Another Biopython object that proves very useful in analysing biological data is the Align object that can store alignment data. As with SeqRecord objects you can use AlignIO.parse() to read from a file. To demonstrate other functionality we'll create an alignment by hand.

In [None]:
from Bio.Align import MultipleSeqAlignment

aln = MultipleSeqAlignment([
             SeqRecord(Seq("ACTGCTAGCTAG", generic_dna), id="Alpha"),
             SeqRecord(Seq("ACT-CTAGCTAG", generic_dna), id="Beta"),
             SeqRecord(Seq("ACTGCTAGDTAG", generic_dna), id="Gamma"),
         ])

print(aln)

In [None]:
# You can then print this alignment in a different format
print(aln.format('clustal'))

In [None]:
# You can also select which rows and columns to print as you would using numpy
print(aln[:2])

print(aln[1: , 3:])

## pysam

Another library specifically written for biological data is pysam.
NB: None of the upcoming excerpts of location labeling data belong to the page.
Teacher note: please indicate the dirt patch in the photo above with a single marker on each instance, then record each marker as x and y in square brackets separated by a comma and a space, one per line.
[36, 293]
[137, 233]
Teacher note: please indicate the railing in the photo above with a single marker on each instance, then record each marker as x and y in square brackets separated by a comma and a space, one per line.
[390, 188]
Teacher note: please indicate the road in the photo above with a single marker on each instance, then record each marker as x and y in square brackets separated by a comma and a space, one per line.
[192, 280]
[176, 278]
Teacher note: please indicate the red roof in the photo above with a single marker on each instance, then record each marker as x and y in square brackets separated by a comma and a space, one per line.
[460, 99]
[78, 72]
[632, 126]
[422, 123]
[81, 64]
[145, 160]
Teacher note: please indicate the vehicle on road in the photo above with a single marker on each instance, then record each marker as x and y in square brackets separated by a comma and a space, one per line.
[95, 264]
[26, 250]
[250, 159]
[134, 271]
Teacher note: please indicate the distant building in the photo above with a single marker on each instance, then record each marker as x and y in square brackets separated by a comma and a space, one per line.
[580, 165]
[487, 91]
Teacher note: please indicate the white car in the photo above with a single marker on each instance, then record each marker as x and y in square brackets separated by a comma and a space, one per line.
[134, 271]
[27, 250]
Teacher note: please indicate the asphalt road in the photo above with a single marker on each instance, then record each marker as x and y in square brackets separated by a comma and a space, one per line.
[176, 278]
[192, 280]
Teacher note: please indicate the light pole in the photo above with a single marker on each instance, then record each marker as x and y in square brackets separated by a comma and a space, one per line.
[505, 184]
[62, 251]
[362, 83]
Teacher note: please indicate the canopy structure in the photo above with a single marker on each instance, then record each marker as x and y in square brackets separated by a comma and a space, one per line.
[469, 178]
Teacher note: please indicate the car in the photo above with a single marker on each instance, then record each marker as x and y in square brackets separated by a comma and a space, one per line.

This library is useful for reading and filtering SAM/BAM format files. 

In [None]:
import pysam

pysam includes functions for reading in sam, cram and bam files.

In [None]:
samfile = pysam.AlignmentFile('../data/ex1.bam', 'rb') # 'rb' stands for 'read bam', use 'rs' if the input is a sam file

You can select reads that map to a particular region in the reference using `fetch()`.

In [None]:
for read in samfile.fetch('chr1', 100, 110):
    print(read)


You can also look over a particular region by using the `pileup()` method. In this case, you retrieve information on each column in the range provided.

In [None]:
for pileupcolumn in samfile.pileup("chr1", 100, 120):
    print ("\ncoverage at base %s = %s" %
           (pileupcolumn.pos, pileupcolumn.n))
    for pileupread in pileupcolumn.pileups:
        if not pileupread.is_del and not pileupread.is_refskip:
            # query position is None if is_del or is_refskip is set.
            print ('\tbase in read %s = %s' %
                  (pileupread.alignment.query_name,
                   pileupread.alignment.query_sequence[pileupread.query_position]))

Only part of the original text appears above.